The following snakes are considered together because they have a similar, but not identical, spectrum of envenomation and are all treated with Tiger Snake antivenom:

  • Mainland (Eastern, common) tiger Notechis scutatus
  • Black ( Island) tiger Notechis ater
  • Western tiger Notechis ater occidentalis
  • Krefft's tiger Notechis ater ater
  • Peninsula tiger Notechis ater niger
  • Chappell Island tiger Notechis ater serventyi
  • Tasmanian and King Island tiger Notechis ater humphreysi

This information should be read in conjunction with the detailed background information on Australian snakebite.

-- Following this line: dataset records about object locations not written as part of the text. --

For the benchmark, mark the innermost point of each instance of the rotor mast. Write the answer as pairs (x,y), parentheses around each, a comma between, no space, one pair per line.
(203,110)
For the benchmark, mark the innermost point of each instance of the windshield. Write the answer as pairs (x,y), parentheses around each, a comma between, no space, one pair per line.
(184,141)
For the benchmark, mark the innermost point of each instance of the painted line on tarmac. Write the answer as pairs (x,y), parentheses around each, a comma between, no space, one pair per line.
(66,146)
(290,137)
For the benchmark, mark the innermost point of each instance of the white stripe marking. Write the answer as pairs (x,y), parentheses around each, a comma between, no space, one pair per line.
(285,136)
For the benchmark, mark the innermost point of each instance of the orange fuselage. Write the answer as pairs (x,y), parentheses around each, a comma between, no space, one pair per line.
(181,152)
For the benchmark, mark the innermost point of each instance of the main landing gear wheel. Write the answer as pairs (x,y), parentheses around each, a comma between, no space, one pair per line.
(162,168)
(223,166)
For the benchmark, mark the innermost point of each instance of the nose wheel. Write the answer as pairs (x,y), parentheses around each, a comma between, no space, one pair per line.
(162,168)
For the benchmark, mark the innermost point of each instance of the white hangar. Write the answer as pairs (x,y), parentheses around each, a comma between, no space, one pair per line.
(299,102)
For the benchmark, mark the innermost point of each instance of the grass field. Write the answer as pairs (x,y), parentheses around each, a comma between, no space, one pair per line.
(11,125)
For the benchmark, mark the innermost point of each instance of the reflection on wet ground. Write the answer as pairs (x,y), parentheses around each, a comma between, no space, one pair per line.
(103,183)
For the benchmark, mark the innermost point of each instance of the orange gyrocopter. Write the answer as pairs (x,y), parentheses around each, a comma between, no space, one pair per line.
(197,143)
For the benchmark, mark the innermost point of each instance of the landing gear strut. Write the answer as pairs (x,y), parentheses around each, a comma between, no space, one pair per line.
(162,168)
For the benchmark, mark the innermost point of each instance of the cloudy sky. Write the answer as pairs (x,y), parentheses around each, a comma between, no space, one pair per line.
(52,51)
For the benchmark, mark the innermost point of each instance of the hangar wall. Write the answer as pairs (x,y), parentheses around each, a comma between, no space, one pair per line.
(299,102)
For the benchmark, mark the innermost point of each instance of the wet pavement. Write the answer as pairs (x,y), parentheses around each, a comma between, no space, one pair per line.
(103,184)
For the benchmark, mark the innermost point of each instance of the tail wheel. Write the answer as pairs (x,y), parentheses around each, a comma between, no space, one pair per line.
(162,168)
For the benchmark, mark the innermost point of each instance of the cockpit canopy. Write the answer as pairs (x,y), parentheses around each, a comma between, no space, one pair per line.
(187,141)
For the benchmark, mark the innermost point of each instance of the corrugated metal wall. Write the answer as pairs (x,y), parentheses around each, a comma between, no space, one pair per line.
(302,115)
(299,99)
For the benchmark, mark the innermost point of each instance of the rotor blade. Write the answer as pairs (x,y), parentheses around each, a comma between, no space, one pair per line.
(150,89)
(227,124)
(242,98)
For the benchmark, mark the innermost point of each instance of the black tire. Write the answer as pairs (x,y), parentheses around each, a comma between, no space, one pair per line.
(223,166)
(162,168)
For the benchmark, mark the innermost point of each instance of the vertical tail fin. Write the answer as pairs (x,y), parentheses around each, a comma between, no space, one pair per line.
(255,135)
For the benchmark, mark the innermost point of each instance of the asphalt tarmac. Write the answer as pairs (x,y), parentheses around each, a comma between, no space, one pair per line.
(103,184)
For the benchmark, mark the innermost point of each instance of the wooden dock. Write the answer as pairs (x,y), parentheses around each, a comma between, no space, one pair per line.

Antivenom Tiger Snake: starting dose 1 ampoule
Bite Site 70% effective bite, mild local pain, swelling and bruising
Principle venom effect Predominantly myolysis & paralysis also coagulopathy

Tiger snakes are the second most important cause of snakebite in Australia. In general, they are wetland snakes and have a restricted distribution in southern (black tiger snake) and south-eastern (eastern tiger snake) Australia. They have small fangs (average length 3.5 mm) and produce a moderate amount of highly toxic venom (average 35 mg). Most bites are effective and as many as 70% of cases will need antivenom therapy (prior to antivenom availability 45% of tiger snakebites were fatal).

Eastern tiger snakes are brown to olive green with diffuse banding; very rare specimens may be almost black. The brown colour phase may be mistaken for a brown snake but will almost always have some indication of diffuse bands. The black tiger snake is a glossy black to very dark brown with very little banding in the adult.

Their toxic venom causes coagulopathy, myolysis, paralysis and renal failure. The coagulopathy is of the defibrination type and may be severe. The myolysis may be very severe, with peak CK of greater than 200,000 U/L, and significant muscle wasting. Secondary hyperkalaemia and renal failure is common in this situation. Paralysis is common, usually manifesting first as ptosis, which may develop 1-3 hours post bite. Complete respiratory paralysis is possible and is mediated by presynaptic neurotoxins, therefore once established may not be reversed by antivenom, hence the need to give the antivenom as soon as there is early evidence of paralysis.

NOTE: Gives positive result in the tiger snake tube of the Venom Detection Kit.

Preferred antivenom is CSL Tiger Snake Antivenom.


Shea GM. The distribution and identification of dangerously venomous Australian terrestrial snakes. Aust.Vet.J. 1999;77(12):791-8.
Sutherland SK, Tibballs J. Treatment of snake bite in Australia. In: Sutherland SK, Tibballs J, editors. Australian Animal Toxins. 2nd ed. Melbourne: Oxford University Press; 2001. p. 286-342.
White J. Clinical Toxicology of Snakebite in Australia and New Guinea. In: Meier J, White J, editors. Handbook of Clinical Toxicology of Animal Venoms and Poisons. 1st ed. New York: CRC Press; 1995. p. 595-618.